Perhaps what makes Art Work such a compelling and fraught experiment in Outernet/Internet distributed collaborative labour is its insistence on appearing first as a material object, and asking that its questions of labour be objectified in forms of presentation of the literal document of labour within cultural institutions. In his keynote address at the Art Institute of Chicago in 1996, New Media thinker Roy Ascott spoke about the role of institutions as distributing sites of networked engagement. In his talk entitled "The Mind of the Museum" Ascott outlined his theories concerning the significance of the Internet as a site of transformation for forms of networked engagement, whereby everything from the body – collaborative relationships – institutional frameworks – society on the whole, can be held in trust by the networked system, and serve as a repository of a collective memory. In seeking the telecommunications network as a space of spiritual sharedness that can contain the capacity to overcome the values of the “old industrial culture” (2003:341). Ascott argues, and quite assiduously and compellingly, that what he hopes is to “…evoke the new society, the society of connectivity, open-ended creativity, collaborative consciousness, which celebrates the very opposite of paranoia, what I call “telenoia,” from the Greek roots tele, “far oª,” and nous, “mind,” or consciousness-at-large.” (2003: 341).

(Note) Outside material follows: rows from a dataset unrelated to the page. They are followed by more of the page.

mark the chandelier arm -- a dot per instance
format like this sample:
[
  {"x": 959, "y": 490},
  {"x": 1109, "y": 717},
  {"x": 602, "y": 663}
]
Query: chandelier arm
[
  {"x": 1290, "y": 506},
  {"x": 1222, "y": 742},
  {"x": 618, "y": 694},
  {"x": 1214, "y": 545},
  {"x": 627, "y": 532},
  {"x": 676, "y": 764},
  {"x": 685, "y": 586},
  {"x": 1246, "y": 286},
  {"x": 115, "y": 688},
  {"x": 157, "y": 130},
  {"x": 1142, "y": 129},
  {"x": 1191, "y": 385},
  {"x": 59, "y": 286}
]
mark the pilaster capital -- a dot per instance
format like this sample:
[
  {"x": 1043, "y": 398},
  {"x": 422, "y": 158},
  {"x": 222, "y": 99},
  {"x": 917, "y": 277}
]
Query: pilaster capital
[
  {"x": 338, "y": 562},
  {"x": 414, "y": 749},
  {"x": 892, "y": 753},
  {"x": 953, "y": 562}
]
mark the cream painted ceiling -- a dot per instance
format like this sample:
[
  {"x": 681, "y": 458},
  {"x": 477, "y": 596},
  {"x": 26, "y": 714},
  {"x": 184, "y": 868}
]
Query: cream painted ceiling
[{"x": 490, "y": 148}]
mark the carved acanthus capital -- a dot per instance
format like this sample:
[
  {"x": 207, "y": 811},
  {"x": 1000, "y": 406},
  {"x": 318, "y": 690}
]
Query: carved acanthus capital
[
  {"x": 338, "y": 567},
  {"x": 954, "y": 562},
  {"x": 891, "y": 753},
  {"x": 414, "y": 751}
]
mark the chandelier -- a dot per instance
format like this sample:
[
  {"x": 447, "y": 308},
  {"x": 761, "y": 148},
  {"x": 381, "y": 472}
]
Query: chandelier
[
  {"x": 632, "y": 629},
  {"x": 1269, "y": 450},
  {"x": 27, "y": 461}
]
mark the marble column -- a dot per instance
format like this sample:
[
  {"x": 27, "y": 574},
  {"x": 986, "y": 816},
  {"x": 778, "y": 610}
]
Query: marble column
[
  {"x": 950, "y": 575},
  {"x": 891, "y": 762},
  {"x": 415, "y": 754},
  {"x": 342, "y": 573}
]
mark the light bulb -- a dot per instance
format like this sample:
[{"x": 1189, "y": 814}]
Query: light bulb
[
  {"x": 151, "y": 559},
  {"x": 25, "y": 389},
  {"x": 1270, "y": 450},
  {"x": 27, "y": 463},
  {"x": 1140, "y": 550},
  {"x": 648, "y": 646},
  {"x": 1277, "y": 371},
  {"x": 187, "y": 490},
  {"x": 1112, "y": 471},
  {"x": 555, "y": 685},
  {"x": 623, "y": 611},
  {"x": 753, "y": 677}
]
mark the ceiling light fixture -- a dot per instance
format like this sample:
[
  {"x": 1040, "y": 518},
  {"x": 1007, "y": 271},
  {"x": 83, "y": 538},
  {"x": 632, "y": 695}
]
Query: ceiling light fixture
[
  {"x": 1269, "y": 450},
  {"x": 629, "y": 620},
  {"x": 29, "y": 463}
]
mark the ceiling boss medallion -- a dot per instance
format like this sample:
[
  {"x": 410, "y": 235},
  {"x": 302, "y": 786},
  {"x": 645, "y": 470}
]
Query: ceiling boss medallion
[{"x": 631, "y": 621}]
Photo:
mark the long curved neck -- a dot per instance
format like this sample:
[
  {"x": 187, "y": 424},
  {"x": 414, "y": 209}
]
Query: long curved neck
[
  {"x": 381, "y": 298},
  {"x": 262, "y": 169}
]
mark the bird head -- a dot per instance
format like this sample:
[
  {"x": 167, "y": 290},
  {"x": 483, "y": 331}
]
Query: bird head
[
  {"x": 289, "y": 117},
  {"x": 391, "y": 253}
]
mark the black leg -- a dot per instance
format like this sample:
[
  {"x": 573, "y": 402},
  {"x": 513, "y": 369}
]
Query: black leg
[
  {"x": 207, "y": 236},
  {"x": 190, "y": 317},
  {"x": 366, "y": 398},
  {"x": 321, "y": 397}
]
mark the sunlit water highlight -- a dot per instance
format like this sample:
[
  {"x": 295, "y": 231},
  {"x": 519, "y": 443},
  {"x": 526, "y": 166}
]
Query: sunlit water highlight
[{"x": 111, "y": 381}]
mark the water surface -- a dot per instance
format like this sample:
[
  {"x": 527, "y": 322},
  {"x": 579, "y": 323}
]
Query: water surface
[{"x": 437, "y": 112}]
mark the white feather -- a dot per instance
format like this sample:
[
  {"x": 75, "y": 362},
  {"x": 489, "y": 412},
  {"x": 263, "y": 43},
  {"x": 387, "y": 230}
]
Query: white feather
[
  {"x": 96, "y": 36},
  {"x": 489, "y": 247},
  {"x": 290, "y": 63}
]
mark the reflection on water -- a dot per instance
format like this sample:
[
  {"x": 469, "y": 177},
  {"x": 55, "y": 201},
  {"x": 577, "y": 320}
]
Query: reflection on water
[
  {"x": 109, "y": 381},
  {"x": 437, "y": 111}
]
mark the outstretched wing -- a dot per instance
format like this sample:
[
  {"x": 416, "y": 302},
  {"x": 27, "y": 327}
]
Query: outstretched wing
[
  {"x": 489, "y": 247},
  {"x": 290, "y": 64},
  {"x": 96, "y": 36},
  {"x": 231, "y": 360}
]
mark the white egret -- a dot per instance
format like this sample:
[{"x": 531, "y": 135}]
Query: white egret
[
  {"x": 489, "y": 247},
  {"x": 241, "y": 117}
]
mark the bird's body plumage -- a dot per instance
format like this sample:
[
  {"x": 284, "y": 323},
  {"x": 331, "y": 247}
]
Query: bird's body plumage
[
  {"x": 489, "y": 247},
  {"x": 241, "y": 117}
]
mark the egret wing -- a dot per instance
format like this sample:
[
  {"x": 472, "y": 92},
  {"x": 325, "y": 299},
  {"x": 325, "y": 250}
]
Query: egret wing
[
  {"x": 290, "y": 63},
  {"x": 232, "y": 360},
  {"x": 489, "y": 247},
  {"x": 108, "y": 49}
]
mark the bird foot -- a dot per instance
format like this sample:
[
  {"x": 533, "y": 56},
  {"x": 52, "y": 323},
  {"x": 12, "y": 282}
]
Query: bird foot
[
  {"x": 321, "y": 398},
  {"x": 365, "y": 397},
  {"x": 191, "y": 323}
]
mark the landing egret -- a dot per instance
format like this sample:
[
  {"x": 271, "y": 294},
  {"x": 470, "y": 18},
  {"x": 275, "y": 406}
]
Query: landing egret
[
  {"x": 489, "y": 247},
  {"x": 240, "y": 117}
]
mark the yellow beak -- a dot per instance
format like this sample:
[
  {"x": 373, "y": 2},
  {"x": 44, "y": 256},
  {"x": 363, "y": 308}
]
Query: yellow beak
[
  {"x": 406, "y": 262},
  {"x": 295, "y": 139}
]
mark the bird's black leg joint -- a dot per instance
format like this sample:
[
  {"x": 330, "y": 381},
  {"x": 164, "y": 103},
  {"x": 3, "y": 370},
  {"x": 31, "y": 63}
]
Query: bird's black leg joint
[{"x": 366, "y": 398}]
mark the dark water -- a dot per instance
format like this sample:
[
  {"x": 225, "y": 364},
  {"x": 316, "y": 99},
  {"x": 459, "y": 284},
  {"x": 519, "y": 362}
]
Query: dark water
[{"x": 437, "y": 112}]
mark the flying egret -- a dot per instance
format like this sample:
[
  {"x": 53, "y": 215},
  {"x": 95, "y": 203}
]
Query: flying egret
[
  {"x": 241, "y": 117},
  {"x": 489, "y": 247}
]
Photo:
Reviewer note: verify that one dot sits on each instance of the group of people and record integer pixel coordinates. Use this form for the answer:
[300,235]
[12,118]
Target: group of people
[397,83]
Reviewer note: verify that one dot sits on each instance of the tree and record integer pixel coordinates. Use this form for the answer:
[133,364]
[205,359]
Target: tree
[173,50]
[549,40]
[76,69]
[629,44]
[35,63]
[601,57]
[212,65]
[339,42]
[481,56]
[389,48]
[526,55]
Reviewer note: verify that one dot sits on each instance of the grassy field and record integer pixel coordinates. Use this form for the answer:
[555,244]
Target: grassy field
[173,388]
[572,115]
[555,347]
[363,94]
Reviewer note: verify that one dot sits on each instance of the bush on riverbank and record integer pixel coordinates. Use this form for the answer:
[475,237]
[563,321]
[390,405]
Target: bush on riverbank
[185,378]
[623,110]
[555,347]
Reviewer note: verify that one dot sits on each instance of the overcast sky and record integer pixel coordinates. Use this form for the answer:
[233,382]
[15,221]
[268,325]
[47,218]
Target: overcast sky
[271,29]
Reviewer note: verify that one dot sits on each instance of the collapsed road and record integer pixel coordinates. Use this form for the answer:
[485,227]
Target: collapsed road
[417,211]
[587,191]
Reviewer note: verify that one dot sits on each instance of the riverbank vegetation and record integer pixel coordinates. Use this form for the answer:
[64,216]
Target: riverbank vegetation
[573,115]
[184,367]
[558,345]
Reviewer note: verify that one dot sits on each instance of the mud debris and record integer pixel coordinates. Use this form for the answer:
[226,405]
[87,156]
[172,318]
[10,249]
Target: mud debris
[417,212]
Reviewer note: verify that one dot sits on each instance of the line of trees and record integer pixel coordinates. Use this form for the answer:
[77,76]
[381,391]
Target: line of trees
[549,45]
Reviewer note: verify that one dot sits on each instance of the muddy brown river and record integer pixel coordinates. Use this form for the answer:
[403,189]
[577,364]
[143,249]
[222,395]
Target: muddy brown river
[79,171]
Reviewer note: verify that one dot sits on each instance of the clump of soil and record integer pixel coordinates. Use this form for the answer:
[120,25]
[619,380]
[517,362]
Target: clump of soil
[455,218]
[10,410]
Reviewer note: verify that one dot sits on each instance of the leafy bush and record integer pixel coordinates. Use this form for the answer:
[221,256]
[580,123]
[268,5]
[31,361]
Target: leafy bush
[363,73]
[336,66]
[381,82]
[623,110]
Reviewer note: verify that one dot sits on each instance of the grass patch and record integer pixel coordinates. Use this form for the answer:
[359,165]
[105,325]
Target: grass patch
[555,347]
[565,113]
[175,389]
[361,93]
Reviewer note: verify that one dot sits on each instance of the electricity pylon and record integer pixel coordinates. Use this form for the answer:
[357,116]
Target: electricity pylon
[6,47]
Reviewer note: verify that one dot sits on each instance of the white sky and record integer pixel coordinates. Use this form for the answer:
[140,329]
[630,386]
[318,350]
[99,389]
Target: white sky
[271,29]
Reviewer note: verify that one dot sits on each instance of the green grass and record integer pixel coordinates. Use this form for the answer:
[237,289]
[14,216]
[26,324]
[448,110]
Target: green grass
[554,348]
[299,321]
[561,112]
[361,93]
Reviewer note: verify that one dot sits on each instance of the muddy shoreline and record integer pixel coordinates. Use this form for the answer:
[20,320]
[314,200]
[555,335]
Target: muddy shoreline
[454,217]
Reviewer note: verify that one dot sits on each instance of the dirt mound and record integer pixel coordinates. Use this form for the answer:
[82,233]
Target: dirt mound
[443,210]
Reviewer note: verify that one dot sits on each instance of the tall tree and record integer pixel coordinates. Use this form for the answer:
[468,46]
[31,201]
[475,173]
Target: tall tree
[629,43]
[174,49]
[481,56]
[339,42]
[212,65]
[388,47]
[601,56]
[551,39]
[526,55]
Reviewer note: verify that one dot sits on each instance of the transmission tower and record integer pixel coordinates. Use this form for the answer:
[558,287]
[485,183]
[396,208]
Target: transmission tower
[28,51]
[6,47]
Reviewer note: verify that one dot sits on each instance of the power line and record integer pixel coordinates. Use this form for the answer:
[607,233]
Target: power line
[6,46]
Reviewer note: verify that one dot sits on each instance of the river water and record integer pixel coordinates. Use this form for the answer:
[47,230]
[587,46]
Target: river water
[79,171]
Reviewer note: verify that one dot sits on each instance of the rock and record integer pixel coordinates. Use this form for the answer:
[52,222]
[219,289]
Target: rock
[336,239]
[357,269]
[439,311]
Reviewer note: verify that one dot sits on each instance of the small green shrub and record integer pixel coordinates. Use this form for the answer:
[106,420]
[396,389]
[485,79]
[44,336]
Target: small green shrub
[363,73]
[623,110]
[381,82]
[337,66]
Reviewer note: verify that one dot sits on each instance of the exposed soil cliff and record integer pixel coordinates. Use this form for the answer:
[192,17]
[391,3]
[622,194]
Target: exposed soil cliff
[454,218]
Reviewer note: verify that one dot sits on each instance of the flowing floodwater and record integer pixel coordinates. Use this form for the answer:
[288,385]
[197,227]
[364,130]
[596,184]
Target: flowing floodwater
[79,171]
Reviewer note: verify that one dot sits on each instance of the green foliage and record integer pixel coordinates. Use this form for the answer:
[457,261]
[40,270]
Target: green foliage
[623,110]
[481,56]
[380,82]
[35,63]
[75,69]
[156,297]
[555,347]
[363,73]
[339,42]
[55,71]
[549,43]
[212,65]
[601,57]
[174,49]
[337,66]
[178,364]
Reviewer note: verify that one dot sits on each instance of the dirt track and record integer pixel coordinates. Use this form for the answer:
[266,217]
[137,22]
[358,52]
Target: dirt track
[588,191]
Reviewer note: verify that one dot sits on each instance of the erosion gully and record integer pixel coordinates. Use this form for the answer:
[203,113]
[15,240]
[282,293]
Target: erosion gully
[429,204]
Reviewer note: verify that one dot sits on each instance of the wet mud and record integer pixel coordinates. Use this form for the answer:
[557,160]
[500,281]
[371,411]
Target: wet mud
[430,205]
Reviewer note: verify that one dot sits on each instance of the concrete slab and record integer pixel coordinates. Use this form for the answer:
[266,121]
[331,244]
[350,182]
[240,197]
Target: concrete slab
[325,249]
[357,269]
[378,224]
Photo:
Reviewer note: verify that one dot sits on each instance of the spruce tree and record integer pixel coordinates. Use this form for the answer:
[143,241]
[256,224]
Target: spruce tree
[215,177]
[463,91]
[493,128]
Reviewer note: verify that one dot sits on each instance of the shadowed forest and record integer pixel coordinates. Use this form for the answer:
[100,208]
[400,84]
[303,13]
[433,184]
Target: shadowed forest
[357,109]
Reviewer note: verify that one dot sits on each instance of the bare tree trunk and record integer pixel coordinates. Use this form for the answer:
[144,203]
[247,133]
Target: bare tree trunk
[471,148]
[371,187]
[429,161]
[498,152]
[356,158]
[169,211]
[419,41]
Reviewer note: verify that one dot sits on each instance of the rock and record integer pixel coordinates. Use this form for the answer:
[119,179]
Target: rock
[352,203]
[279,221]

I raise this rather complex argument in relation to Terranova and the Art Work project to point to a desire to refigure perspectives on values of labour, and point in earnest to alternative frames of analysis that allow a metric of labour performed by artists to operate in a framework of uncertain and subjectively qualifiable worth. The precarity of advocating such a seemingly parallel affective economic model of value potentially abstracts and detracts from the questions that Terranova and others since her have called out. But it nonetheless pervasively presents itself in the rampant and progressively ubiquitous presence and expectation of contributions to online forms of interaction, a.k.a labour. In an increasingly plugged-in global technoculture with a digital economy at work and embedded within the contemporary everyday, these questions of engagement and perspective will no doubt continue to raise flags for consideration in the public and private sphere. There are just too many curious questions and conduits for human energies to do much other than engage / plug-in.

Cited:

Ascott, Roy. "The Mind of the Museum." Keynote address for “The Total Museum: An Interactive Multimedia Conference” at the Art Institute of Chicago (Oct 1996), published in Telematic Embrace: Visionary Theories of Art, Technology, and Consciousness. Los Angeles: University of California Press, 2003. 340-55.